Ya, selama 20 tahun, wilayah ini memang akrab dengan abrasi air laut. Kondisi ini menyebabkan tambak -pusat mata pencaharian masyarakat setempat- seluas 850 hektare, lenyap. Mangrove mulai ditanam di Dukuh Pandansari sejak tahun 2008. Tanaman ini kemudian dirasakan bermanfaat karena mampu memecah ombak yang akan mendera dukuh.
Di luar itu, mangrove juga menghasilkan keuntungan ekonomi karena menjadi pelestarian kerang, kepiting, dan rumput laut.
“Sejak saat itu, dibentuk kegiatan meringankan bakti lingkungan untuk mengurangi abrasi,” ujar Rusjan, Ketua KBL Mangrove Sari, Dukuh Pandansari, menceritakan sejarah wilayahnya dalam kegiatan “Visit Jurnalis dan Jambore Mangrove, Merajut Sabuk Hijau Pantura-Brebes-Indramayu,” Jumat (23/11) lalu.
“Awalnya ditanam 15 ribu batang mangrove, sekarang sudah satu juta lebih yang berkembang.”
Kendati demikian, bukan hal mudah melestarikan mangrove di wilayah berpenduduk 3.032 jiwa ini. Masih ada masyarakat yang menganggap mangrove sebagai penghalang. Bahkan ada yang menebang dan menjual batangnya sebagai bahan kayu bakar.
Sebagai bentuk sosialisasi, disentuhlah hal yang paling mengena di diri masyarakat setempat: budaya calung. Calung, alat musik dari ruas-ruas bambu yang ditabuh, terbukti bisa menarik perhatian warga. Lebih mengena lagi, calung ini dimainkan anak-anak Sekolah Dasar (SD) dan Sekolah Menengah Pertama (SMP) dengan berkeliling kampung.
“Anak-anak SD dan SMP memang selalu kami libatkan dalam setiap penanaman mangrove. Tujuannya agar tertanam penyadaran sejak dini,” ujar Mashadi, Koordinator Ikatan Petani Pengendali Hama Terpadu Indonesi (IPPHTI) Kabupaten Brebes.

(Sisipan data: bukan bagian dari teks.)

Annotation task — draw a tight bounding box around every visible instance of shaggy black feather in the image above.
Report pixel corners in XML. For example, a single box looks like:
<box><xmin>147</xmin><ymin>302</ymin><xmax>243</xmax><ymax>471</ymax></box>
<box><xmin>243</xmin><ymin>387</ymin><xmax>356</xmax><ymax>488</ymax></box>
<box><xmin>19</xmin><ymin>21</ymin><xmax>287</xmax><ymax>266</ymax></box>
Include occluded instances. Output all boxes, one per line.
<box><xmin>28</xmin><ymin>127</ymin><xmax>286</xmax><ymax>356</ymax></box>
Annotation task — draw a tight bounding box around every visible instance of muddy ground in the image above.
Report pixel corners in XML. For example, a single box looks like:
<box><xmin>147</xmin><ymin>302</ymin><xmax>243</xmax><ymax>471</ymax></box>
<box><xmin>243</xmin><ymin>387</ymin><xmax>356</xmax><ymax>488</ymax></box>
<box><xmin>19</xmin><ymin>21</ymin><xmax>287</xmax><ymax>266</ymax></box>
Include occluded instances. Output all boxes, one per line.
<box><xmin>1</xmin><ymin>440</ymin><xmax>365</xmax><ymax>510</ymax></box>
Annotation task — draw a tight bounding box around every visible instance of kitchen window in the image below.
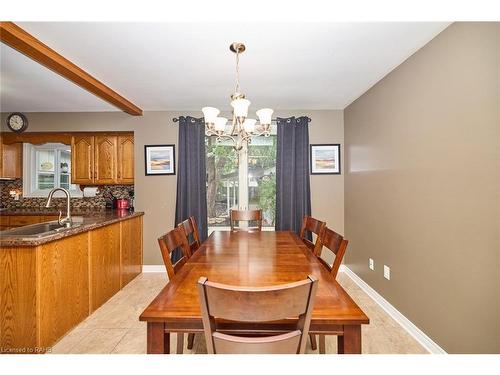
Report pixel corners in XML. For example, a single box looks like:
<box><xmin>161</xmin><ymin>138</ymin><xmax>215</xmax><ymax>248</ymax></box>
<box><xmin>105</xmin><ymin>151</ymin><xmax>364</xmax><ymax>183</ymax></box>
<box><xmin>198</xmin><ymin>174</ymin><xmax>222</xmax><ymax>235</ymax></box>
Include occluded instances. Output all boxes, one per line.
<box><xmin>206</xmin><ymin>127</ymin><xmax>277</xmax><ymax>231</ymax></box>
<box><xmin>23</xmin><ymin>143</ymin><xmax>81</xmax><ymax>197</ymax></box>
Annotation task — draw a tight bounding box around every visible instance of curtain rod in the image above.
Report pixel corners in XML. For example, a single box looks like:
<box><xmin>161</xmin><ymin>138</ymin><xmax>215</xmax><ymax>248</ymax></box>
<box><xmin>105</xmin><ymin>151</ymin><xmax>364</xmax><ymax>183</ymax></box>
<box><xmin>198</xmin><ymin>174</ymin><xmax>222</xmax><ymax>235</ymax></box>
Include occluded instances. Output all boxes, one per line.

Ditambahkan Mashadi, calung merupakan budaya tradisional Banyumas-Pekalongan, biasanya untuk mengamen di pasar. “Kami manfaatkan itu karena calung unik, gampang, dan menarik perhatian.”
Kegiatan ini akhirnya membuahkan hasil manis karena Dukuh Pandansari mendapat dukungan dari pihak Pemda, mendapat bantuan pos pemantauan mangrove sebanyak dua Unit, normalisasi Sungai Pemali, pembinaan dan pelatihan, serta berbagai penghargaan lingkungan. Di luar itu, pihak swasta dan perguruan tinggi juga tergerak untuk ikut menanam mangrove di kawasan ini.
Menurut Basuki Rahmad, Ketua Program Officer Pesisir dan Pulau-Pulau Kecil Yayasan Keanekaragaman Hayati Indonesia (KEHATI), program di wilayah ini berhasil karena adanya kemauan dari masyarakat. “Juga ada semangat kebersamaan dan gotong royong,” ujarnya.